Retail Sales supports Sterling, at least for today


The cooling of the bid underpinning the USD, which started yesterday following the weak PMI data, has continued overnight and into the European session. The US Flash Markit Manufacturing Index fell to 50.6 in May versus 52.6 in April. It was at 56.4 a year ago. This is the worst since September 2009. New orders dropped into contraction at 49.7 versus 53.5. The services index slid to 50.9 from 53.0, and was at 56.8 last May. This is the weakest since February 2016. Prices charged have declined versus April. And the composite also declined to 50.9 from the prior 53.0, and was 56.6 last year. This is the lowest since May 2016. The data reflects the worrisome sentiment amid global risks.

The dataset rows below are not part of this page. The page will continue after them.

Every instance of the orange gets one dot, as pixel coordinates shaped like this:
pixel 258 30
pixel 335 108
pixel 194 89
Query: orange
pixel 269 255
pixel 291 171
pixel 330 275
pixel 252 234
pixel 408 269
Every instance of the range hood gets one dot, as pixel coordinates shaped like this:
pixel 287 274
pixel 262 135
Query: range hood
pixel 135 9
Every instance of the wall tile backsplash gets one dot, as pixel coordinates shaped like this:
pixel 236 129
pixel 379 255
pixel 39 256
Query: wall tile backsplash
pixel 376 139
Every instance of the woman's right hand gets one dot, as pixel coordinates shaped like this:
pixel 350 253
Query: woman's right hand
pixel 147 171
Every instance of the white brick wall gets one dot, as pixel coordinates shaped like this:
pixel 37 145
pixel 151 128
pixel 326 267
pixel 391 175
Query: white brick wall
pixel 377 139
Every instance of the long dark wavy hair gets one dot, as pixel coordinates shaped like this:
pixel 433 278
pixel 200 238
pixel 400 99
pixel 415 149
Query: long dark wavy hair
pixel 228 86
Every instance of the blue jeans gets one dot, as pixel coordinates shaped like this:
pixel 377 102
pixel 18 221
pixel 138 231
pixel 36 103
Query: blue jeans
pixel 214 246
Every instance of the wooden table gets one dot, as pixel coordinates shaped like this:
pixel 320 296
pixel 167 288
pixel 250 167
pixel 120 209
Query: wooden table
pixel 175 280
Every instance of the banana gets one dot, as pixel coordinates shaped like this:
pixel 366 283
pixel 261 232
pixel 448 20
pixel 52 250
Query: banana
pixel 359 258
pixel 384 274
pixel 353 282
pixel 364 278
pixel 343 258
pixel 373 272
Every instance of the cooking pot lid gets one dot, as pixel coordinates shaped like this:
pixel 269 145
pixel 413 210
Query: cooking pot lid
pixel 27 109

Today, even beaten up Sterling continues to recover with 1.2700 in sight. The departure of Mrs May  and her replacement by a harder-line Brexiteer is all but priced in to a lowly Pound today. The UK Retail Sales for April showed remarkable strength, being better than expected, and signals that the UK shopper will not be deterred and consumption remains robust. As the UK High Street reels from closures, the growth in the online sector in the three months to April helped to boost the reading and is largely driven by clothing purchases.

A surprising bright spot for UK data, however the UK economy is still struggling due to the Brexit uncertainty and one data point certainly “does not a trend change make”.  EURGBP yesterday completed 14 consecutive days of gains, its largest rally since the Euro became legal tender in 1999.